When Angie was young, her Aunt Dibbie would throw massive holiday parties for all of the kids in her family. She said that as a child of a single mother who didn’t want to make the holidays a big deal, she cherished those parties. “She would get dressed up, go all out decorating and making up games, and really make a big deal of it,” she said. “I think she liked the idea of giving us kids a sense of community.”

When Angie was 10 years old, her Aunt Dibbie passed away of diabetes complications. Angie’s passion for decorating is, in part, in honor of her.

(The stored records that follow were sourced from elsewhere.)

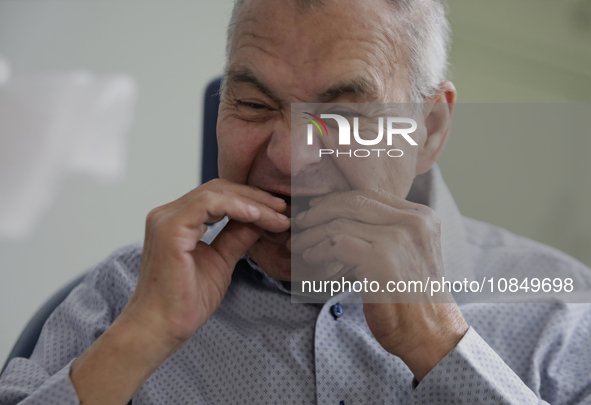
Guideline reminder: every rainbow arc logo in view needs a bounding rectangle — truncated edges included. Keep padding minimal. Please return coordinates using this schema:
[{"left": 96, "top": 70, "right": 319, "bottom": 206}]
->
[{"left": 302, "top": 112, "right": 328, "bottom": 136}]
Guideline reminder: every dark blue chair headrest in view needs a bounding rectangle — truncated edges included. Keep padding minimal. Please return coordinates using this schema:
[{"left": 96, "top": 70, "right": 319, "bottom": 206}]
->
[{"left": 201, "top": 78, "right": 222, "bottom": 184}]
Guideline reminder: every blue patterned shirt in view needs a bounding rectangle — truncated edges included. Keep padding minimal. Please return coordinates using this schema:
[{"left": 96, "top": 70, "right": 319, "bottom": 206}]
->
[{"left": 0, "top": 167, "right": 591, "bottom": 405}]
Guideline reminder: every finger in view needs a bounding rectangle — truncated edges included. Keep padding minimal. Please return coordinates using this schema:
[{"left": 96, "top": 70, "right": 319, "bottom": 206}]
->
[
  {"left": 210, "top": 221, "right": 263, "bottom": 269},
  {"left": 302, "top": 234, "right": 374, "bottom": 268},
  {"left": 179, "top": 179, "right": 287, "bottom": 212},
  {"left": 289, "top": 218, "right": 387, "bottom": 253},
  {"left": 310, "top": 189, "right": 422, "bottom": 210},
  {"left": 180, "top": 191, "right": 290, "bottom": 232},
  {"left": 295, "top": 194, "right": 403, "bottom": 229}
]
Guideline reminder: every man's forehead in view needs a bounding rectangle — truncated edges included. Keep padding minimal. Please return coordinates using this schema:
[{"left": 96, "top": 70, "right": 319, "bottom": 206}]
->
[{"left": 228, "top": 0, "right": 410, "bottom": 102}]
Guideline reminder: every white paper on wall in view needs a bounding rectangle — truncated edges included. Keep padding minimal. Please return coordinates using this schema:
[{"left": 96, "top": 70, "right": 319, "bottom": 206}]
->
[{"left": 0, "top": 56, "right": 137, "bottom": 239}]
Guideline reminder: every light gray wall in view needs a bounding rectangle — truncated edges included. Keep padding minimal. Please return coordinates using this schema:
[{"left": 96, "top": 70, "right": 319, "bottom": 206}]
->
[
  {"left": 0, "top": 0, "right": 236, "bottom": 364},
  {"left": 0, "top": 0, "right": 591, "bottom": 362}
]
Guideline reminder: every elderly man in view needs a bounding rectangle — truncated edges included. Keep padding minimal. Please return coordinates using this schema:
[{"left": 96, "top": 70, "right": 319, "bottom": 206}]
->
[{"left": 0, "top": 0, "right": 591, "bottom": 405}]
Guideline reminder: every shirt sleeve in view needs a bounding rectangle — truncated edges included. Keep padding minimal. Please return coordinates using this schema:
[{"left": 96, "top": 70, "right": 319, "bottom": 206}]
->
[
  {"left": 0, "top": 243, "right": 141, "bottom": 405},
  {"left": 410, "top": 327, "right": 546, "bottom": 405}
]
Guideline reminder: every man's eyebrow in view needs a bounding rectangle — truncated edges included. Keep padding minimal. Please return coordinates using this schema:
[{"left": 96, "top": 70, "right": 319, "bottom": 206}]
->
[
  {"left": 317, "top": 76, "right": 380, "bottom": 103},
  {"left": 228, "top": 69, "right": 281, "bottom": 103}
]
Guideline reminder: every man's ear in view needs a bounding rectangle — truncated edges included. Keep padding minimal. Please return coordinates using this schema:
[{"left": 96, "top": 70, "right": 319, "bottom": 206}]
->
[{"left": 416, "top": 81, "right": 457, "bottom": 175}]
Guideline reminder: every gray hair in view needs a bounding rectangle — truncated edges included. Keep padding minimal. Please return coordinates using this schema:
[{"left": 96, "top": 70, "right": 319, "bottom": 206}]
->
[{"left": 222, "top": 0, "right": 450, "bottom": 102}]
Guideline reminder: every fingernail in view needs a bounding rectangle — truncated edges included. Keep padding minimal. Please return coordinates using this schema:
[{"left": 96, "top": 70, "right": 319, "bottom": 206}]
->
[
  {"left": 248, "top": 204, "right": 261, "bottom": 215},
  {"left": 296, "top": 211, "right": 308, "bottom": 221},
  {"left": 308, "top": 197, "right": 322, "bottom": 207}
]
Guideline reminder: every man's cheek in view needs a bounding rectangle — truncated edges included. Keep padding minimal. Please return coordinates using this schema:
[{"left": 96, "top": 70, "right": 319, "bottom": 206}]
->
[{"left": 217, "top": 117, "right": 265, "bottom": 183}]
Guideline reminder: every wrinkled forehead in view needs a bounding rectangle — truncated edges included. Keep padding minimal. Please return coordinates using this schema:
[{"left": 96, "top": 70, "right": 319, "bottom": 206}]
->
[{"left": 228, "top": 0, "right": 407, "bottom": 102}]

Angie’s neighbors always enjoyed the decorations, but in 2020 the festivities garnered even more appreciation. People knocked on the door to tell them it had been the highlight of their day; one person left a sticky note of thanks.

“The outpouring of love and the happiness it causes others was just overwhelming,” she said. “That was when I knew I had to keep it going all year long. If this one small thing of decorating our home can bring joy to people year-round, especially during the pandemic, then we are all about it. I hope in some small way, we are creating a little bit of that sense of community my Aunt Dibbie instilled in us as kids.”

Last year, they faced the reality of a pandemic Halloween, they came up with a plan: She and her husband bought a “TON” of candy, and when October rolled around they set up a trick-or-treat drive-through and advertised it all month with a sign. Her kids put on masks and gloves and filled 200 bags with candy. They picked an Old West theme so that bandanas and gloves could be integrated into their costumes.

“People were so kind and thankful, and it made us happy to know that we could create a safe, Happy Halloween for neighborhood kids, the way my Aunt did when I was little.”